The five works in the New Music Players' Purcell Room concert were all new to London, and all of them had been commissioned over the last three years for the group's basic line up of flute, clarinet, violin, cello, piano and percussion, but if the programme was designed as a showcase it was only partially convincing.
No one who follows new music can expect that everything they encounter is a masterpiece, but if this was the cream of what the group has been programming recently then it made for sometimes depressing listening.
The successes first.
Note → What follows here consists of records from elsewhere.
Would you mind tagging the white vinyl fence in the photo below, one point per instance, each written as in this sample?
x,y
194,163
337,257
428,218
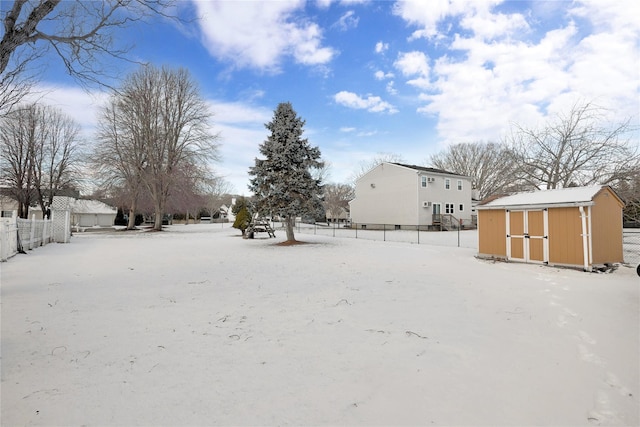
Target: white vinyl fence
x,y
17,234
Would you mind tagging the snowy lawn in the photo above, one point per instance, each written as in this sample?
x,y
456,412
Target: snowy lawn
x,y
196,326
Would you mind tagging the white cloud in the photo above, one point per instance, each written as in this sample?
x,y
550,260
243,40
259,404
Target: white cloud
x,y
381,47
490,26
347,21
371,103
412,64
415,12
381,75
495,74
261,35
391,90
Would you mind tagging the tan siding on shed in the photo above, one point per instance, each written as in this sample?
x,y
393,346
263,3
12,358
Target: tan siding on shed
x,y
565,236
606,220
492,233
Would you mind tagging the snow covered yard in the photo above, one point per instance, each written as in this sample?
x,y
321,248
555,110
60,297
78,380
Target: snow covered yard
x,y
196,326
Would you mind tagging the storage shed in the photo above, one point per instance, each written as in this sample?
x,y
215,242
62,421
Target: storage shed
x,y
575,227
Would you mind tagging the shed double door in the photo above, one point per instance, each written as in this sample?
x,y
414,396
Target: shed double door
x,y
527,236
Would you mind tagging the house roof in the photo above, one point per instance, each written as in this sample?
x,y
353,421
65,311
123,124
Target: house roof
x,y
564,196
426,169
82,206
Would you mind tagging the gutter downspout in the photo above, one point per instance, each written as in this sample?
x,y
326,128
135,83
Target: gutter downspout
x,y
585,239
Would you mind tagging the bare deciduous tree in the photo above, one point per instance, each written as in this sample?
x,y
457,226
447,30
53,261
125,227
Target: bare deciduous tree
x,y
490,165
336,199
79,32
579,148
118,157
217,191
164,123
40,154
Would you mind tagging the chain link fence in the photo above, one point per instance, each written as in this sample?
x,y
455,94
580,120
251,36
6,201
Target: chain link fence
x,y
631,237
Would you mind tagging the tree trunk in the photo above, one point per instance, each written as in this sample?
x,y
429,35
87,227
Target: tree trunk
x,y
157,225
132,219
290,223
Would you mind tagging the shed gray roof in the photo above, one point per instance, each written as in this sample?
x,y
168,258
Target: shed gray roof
x,y
562,196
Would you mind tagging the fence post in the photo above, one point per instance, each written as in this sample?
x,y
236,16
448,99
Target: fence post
x,y
32,239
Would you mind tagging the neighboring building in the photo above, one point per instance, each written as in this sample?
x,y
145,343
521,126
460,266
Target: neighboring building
x,y
8,205
409,196
575,227
226,212
92,213
343,216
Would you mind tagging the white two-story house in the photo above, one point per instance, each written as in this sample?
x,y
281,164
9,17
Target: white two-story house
x,y
408,196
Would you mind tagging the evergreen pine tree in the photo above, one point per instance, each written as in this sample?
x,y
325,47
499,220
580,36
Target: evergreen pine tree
x,y
282,181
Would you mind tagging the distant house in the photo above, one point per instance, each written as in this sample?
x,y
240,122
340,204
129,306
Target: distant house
x,y
9,206
92,213
226,212
576,227
342,215
409,196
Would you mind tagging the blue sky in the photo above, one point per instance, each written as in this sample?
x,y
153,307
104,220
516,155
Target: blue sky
x,y
372,77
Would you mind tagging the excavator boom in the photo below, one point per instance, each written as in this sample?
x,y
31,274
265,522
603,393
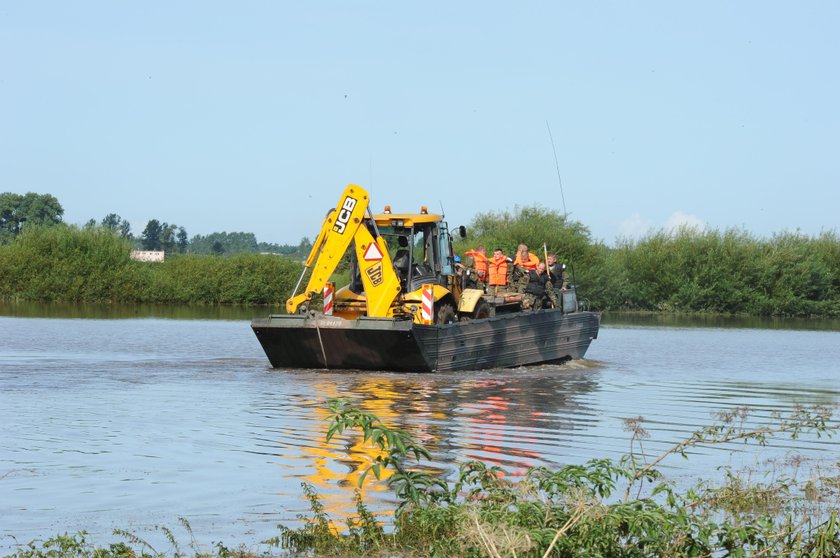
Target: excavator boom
x,y
350,221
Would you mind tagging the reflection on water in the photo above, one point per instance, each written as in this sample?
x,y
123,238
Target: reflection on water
x,y
131,423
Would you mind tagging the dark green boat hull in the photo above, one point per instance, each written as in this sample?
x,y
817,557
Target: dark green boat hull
x,y
503,341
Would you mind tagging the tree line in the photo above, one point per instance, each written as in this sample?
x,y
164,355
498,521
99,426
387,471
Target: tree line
x,y
727,272
32,209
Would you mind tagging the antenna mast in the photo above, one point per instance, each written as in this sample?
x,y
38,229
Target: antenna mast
x,y
557,165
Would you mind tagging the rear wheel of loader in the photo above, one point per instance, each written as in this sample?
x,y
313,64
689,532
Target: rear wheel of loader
x,y
482,310
445,314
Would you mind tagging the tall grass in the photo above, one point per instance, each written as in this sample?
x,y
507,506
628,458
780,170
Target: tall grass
x,y
728,272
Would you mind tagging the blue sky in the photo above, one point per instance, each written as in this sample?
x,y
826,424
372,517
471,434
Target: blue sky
x,y
253,116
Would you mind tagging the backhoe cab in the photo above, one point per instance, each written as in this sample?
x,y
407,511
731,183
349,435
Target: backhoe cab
x,y
392,255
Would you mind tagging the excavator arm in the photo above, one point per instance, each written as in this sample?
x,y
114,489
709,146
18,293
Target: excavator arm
x,y
347,222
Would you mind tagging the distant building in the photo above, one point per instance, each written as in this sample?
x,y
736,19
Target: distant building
x,y
147,255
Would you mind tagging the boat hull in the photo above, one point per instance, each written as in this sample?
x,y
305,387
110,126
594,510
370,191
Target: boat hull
x,y
503,341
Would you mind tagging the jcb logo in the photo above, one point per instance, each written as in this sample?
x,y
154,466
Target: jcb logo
x,y
344,215
375,274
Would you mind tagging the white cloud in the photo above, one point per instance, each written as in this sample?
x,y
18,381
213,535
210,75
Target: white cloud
x,y
634,226
679,220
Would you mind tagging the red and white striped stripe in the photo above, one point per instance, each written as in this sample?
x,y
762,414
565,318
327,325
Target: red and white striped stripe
x,y
428,303
328,292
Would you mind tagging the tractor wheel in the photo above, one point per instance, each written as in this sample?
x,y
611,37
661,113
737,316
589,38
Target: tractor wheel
x,y
445,314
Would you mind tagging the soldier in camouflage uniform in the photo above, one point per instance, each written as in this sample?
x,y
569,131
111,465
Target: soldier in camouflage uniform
x,y
557,272
537,290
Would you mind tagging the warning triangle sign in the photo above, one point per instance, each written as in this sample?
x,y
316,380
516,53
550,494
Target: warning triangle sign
x,y
372,254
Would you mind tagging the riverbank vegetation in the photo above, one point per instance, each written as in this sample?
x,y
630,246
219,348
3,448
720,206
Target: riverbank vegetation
x,y
603,508
686,270
93,265
724,272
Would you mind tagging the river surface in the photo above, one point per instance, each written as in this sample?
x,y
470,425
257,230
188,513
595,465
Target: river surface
x,y
133,418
Gordon Macpherson's ExploreYourself had the least convoluted programme note and the most direct appeal - a burst of manic energy, which spilled out in all directions and constantly came up with new ideas, it was exuberant, pithy, and short.
If both Rolf Hind's The Horse Sacrifice and James Wood's Crying Bird, Echoing Star slightly overstayed their welcomes, then both contain striking ideas.
Hind's inspiration was an ancient Hindu ritual and places a solo cello centrally as the sacrifical victim and surrounds him with five other instrumentalists who constantly moved positions. The scheme doesn't seem totally convincing, but the sound world, with its edgy, predominantly high-register writing, is sometimes haunting.
In Crying Bird, Echoing Star, the players are dispersed around the platform too, responding to each other with a cosmopolitan collection of bird calls and songs, while the piano sets up harmonic fields that Wood has derived from star charts.
There's less to be said about Rowland Sutherland's Timeless Odyssey, a collage of vaguely exotic, vaguely kitschy ideas that eventually collapses into a section in which the players are asked to improvise, and still less about Edward Dudley Hughes The Sibyl of Cumae, except to wonder why he should have chosen a text of such tendentious pretentiousness in the first place, and then have given it such a drab and unprepossessing musical setting.
The mezzo-soprano Louise Mott sang it well enough, though, and all the performances, under conductors Roger Montgomerie and Patrick Bailey, seemed thoroughly well prepared.